Nuestro cerebro no distingue entre lo real y lo imaginario. Si tenemos una pesadilla, a pesar de que nos despertemos y nos demos cuenta de que todo ha sido un maI sueño, nuestro cerebro y nuestro cuerpo reaccionan exactamente igual que si la situación fuera reaI (nos despertamos de golpe, sabemos que estamos en la habitación, pero sufrimos sudoración, palpitaciones...). Esto también les ocurre a nuestros hijos. ¿Cuántas veces se han despertado llorando y temblando después de haber tenido una pesadilla?

Pensemos en los efectos que puede tener revivir continuamente un suceso negativo o traumático que nos haya sucedido.
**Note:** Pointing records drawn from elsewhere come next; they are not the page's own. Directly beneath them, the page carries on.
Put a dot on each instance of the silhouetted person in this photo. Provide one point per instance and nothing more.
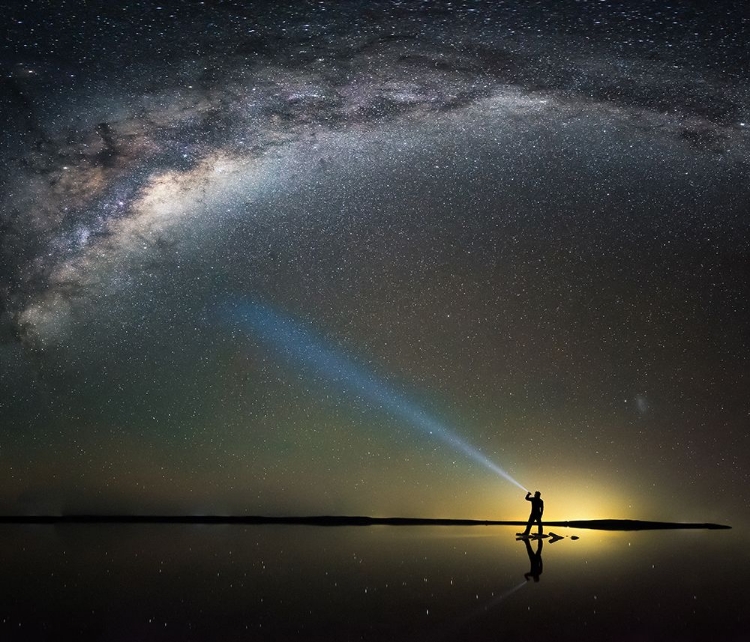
(536, 561)
(537, 509)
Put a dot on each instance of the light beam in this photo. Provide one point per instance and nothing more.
(300, 346)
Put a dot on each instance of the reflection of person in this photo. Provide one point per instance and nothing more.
(536, 561)
(537, 509)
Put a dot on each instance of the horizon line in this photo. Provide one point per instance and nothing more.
(345, 520)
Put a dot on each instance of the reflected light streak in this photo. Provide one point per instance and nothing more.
(301, 346)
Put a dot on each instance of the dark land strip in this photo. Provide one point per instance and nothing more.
(596, 524)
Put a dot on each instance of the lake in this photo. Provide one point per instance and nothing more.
(289, 582)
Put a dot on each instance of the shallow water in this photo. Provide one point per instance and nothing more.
(176, 582)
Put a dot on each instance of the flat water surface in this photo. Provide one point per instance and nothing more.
(269, 582)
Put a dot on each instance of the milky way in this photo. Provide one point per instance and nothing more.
(534, 220)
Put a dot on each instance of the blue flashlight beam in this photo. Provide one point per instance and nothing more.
(300, 346)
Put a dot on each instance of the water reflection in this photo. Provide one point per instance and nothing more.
(372, 583)
(535, 558)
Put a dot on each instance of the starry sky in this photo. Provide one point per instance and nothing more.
(354, 257)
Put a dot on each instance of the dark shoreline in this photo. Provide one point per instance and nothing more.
(595, 524)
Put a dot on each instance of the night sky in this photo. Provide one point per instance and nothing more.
(335, 257)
De alguna manera volve­mos a sufrir innecesariamente.

De ahí la importancia de aprender a superar los problemas de forma positiva y práctica. No sirve de nada dar vueltas y más vueltas a algo que ya ha sucedido, ya que nuestra mente y nuestro cuerpo sufrirían una y otra vez las consecuencias de las emociones negativas.

Muchas enfermedades, tanto físicas como psico­lógicas, parecen tener relación con un suceso trau­mático no superado.

Esto no quiere decir que no tengamos que pasar cierto periodo de duelo ante las pérdidas o situa­ciones difíciles, sino que no nos podemos quedar anclados en el pasado.

Si damos la vuelta a la situación, podemos apro­vechar de forma estratégica este mecanismo para "engañar" a nuestro cerebro. Si aprendemos a vi­sualizar momentos felices y agradables, seremos capaces de autogenerarnos bienestar emocional de forma voluntaria.

Las visualizaciones o recuerdos agradables nos ayudan a controlar voluntariamente nuestras emociones para sentirnos mejor y modificar nuestras reacciones corporales. 

     
¿Cómo aprovechar esta ventaja con nues­tros hijos?

Podemos ayudar a nuestros hijos a que aprendan a relajarse. Para ello, en silencio y con los ojos ce­rrados, les narraremos historias placenteras o les haremos recordar momentos felices (hoy día hay libros de relajación y visualizaciones para niños que son de gran ayuda).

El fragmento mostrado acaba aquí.